Intel® oneAPI Math Kernel Library
Ask questions and share information with other developers who use Intel® Math Kernel Library.
6956 Discussions

How to use Nonlinear Least Squares Problem without Constraints

jeremy_74
Beginner
1,867 Views
Hi together,

I'm quite new with using the MKL and also not a big mathematic freak.
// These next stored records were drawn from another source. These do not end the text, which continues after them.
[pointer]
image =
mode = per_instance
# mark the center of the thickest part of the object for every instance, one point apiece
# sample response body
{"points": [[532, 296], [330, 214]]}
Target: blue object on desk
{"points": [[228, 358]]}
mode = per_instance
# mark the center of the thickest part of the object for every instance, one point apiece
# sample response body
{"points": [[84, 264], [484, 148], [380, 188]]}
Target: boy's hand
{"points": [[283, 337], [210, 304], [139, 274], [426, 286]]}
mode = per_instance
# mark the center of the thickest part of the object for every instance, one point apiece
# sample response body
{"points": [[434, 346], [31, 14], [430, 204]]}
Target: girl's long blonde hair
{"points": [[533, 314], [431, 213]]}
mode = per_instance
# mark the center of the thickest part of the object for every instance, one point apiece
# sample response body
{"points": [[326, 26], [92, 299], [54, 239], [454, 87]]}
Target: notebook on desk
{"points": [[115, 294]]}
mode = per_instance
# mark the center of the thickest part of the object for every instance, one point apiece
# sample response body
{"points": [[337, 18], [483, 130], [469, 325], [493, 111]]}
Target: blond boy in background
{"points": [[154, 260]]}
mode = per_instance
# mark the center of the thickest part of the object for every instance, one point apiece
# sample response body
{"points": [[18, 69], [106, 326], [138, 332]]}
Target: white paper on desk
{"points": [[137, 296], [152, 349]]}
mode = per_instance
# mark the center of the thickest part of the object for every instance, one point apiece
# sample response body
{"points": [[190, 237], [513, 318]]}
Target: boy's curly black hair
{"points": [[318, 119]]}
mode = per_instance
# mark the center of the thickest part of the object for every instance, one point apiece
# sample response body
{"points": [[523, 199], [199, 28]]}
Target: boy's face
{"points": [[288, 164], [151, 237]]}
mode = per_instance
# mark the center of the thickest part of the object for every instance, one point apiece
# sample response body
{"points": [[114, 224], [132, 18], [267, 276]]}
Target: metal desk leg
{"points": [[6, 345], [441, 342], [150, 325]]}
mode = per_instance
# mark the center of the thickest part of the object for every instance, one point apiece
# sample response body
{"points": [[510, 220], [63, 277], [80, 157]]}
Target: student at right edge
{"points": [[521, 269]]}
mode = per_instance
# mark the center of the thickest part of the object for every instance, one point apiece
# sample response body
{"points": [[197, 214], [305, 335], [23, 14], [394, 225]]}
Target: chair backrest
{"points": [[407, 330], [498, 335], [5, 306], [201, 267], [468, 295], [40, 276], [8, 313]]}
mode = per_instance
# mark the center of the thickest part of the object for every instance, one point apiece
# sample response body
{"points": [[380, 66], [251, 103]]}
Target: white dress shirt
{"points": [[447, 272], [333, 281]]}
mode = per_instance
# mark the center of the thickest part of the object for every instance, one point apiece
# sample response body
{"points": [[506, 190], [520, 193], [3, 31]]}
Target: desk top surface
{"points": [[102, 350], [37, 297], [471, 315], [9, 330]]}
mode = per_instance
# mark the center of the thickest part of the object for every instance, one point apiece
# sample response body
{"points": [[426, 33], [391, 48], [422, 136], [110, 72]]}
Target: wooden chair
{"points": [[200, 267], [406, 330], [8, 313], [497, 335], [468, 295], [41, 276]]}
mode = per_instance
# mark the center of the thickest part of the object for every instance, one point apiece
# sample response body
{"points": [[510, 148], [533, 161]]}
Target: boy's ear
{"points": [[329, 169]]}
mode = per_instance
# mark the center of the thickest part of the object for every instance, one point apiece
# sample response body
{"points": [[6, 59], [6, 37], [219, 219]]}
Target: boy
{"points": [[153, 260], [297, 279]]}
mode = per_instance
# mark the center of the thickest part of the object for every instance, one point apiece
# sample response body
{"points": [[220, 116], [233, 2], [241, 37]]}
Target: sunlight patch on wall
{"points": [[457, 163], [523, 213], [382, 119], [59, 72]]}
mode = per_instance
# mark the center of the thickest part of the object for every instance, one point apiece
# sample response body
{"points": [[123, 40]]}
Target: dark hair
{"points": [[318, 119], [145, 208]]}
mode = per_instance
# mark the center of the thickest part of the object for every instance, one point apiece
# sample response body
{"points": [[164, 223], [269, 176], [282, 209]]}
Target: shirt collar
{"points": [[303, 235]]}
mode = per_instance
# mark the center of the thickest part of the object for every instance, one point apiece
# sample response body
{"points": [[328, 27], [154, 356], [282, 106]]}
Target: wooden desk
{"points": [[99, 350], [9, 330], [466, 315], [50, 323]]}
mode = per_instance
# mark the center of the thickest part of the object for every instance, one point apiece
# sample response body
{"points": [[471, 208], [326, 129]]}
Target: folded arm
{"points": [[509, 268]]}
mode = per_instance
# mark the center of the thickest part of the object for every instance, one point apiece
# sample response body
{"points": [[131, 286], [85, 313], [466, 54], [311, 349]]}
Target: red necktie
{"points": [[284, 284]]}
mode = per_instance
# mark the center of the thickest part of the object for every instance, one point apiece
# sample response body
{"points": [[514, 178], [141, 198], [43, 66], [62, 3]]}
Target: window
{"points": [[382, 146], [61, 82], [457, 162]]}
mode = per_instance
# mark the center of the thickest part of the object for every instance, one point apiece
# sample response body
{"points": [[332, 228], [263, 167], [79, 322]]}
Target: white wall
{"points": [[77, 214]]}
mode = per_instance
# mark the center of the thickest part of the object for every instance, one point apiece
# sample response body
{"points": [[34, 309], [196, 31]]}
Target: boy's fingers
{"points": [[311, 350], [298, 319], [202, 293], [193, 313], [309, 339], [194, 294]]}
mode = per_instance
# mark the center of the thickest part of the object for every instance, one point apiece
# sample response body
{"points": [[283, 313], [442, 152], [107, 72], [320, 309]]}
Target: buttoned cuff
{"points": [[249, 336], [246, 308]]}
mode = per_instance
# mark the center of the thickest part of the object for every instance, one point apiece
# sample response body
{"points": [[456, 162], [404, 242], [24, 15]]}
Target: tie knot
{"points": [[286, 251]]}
At the moment I try to solve a Function from the type:

ai + bi * x1 = ci * x2 / (di + x3)

x1, x2, x3 are unknown, I have initial estimations for x2 and x3.

Now the questions:
1.) Can I even use the MKL for that, espacially the strnlsp* functiopns?
2.) in the init function how can I match these function to the transfer parameters and what the... is the length of an function m ?

I found some examples, but those are not really good documented - so I really need your help.

Addition: You can not offend me my critizies my knowledge at mathematic.... ;-)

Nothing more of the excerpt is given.